In On-policy method, we use the same policy for value estimation as well as control.
In Off-policy method, we use a one policy for value estimation and another for control, i.e. one policy is used to generate behavior, called the behavior policy while another is used for policy evaluation and improvement, called the target policy.
One benefit of this separation is that the target policy may be deterministic (e.g., greedy), while the behavior policy can continue to sample all possible actions (exploration).
Off-policy methods follow the behavior policy while learning about and improving the target policy.
To explore all possibilities, we require that the behavior policy be soft (i.e., it selects all actions in all states with nonzero probability).
The Monte Carlo methods learn value functions and optimal policies from experience in the form of sample episodes.

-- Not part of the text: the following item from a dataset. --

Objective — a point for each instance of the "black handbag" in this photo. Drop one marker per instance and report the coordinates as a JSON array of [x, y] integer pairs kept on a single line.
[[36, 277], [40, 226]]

[u] Advantages of Monte Carlo methods over Dynamic Programming methods:
They can be used to learn optimal behavior directly from interaction with the environment, with no model of the environment’s dynamics.
They can be used with simulation or sample models.
It is easy and efficient to focus Monte Carlo methods on a small subset of the states.
They may be less harmed by the violations of the Markov Property.
Monte Carlo methods intermix policy evaluation and policy improvement steps on an episode-by-episode basis, and can be incrementally implemented on an episode-by-episode basis.
Maintaining sufficient exploration is an issue in Monte Carlo control methods.
One approach is to ignore this problem by assuming that episodes begin with state-action pairs randomly. This is known as Exploring starts.
The problem with this is that even though this approach can sometimes be used in applications with simulated episodes, it is unlikely to be used in a learning from real experience.
In on-policy methods, the agent commits to always exploring and tries to find the best policy that still explores.
In off-policy methods, the agent also explores, but learns a deterministic optimal policy that may be unrelated to the policy followed.
Off-policy prediction refers to learning the value function of a target policy from data generated by a different behavior policy. Such learning methods are based on some form of importance sampling.
Ordinary importance sampling uses a simple average of the weighted returns, whereas weighted importance sampling uses a weighted average.
Ordinary importance sampling produces unbiased estimates, but has larger, possibly infinite, variance, whereas weighted importance sampling always has finite variance and is preferred in practice.
[?] How Monte Carlo methods differ from Dynamic Programming methods?
They operate on sample experience.
Thus they can be used for direct learning without a model.
They do not bootstrap.
They do not update their value estimates on the basis of other value estimates.